New Technology Weeds Out Patients Who Don’t Need Heart Catheterizations
DURHAM, N.C. – Chest pain is a symptom of coronary artery disease, and patients are often sent to a cardiac catheterization lab either directly or after stress testing for an invasive procedure to detect blockages.
But cardiac catheterization can be avoided in many patients, according to new findings by a Duke Medicine-led research team. In 73 percent of cases in which conventional care was used, the Duke team found that invasive cardiac catheterization identified no significant blockages.
Another parallel group of similar patients with chest pain was instead channeled to first get a cardiac computed tomographic angiography (CTA) scan, followed in many cases by a new test that measures the extent to which coronary blockages are disrupting blood flow. This test is called fractional flow reserve analysis by CT, or FFRCT.
The Duke team found that the CTA and FFRCT group fared dramatically better, with only 12 percent of patients having to undergo a catheterization only to find no significant blockages. Using the FFRCT analysis, physicians were able to completely cancel a scheduled invasive procedure in more than 60 percent of patients.
“There is a powerful message here: If you are planning to undergo a cardiac catheterization, you should consider having a CTA scan with FFRCT first,” said Pamela Douglas, M.D., the Ursula Geller Professor at the Duke Clinical Research Institute. Douglas is principal investigator of the PLATFORM study presented Sept. 1 as a “Hot Topic” at the European Society of Cardiology annual scientific meeting in London.
“This is the kind of information physicians should seek and patients should be armed with to avoid a potentially unnecessary, invasive procedure,” Douglas said.
Douglas and colleagues from 11 centers enrolled 584 chest pain patients in an observational study.
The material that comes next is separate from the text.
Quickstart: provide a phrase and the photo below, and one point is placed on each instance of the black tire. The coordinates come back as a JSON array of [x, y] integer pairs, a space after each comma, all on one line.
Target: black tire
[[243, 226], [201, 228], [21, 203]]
Of those, 287 had an immediate stress test or catheterization to determine whether a blocked artery caused their symptoms. The other 297 patients were sent first for a CTA scan and as needed, an FFRCT analysis, which uses supercomputers to model blood flow and helps determines whether a blockage is significant enough to require an invasive treatment.
While the FFRCT analysis reduced the number of patients who underwent an invasive cardiac catheterization and those who had a catheterization showing no significant blockages, it resulted in a similar rate of revascularization procedures, such as stenting and coronary artery bypass surgery.
Douglas said adding the FFRCT analysis provided further information about partially clogged arteries that helped guide appropriate treatment, ruling out catheterization for blockages that were not impeding heart performance while identifying those that were dangerous. She said the new technology reduced unnecessary diagnostic tests while still identifying those patients who would benefit from revascularization.
The research builds on previous work by Douglas and colleagues at DCRI examining current testing strategies to detect blocked arteries. Earlier this year, the team reported that patients fared equally well after first receiving either a CTA scan or the traditional stress test to evaluate their need for further treatment.
“We need more effective strategies to determine which patients with symptoms of coronary artery disease should go to the catheterization lab for invasive testing. Together, these studies provide supportive evidence that suggest we should use CTA more as a diagnostic strategy,” Douglas said. “This latest study suggests that adding the FFRCT analysis to a standard CTA is the preferable pathway to make this determination.”
The study was funded by HeartFlow, which markets the FFRCT analysis system.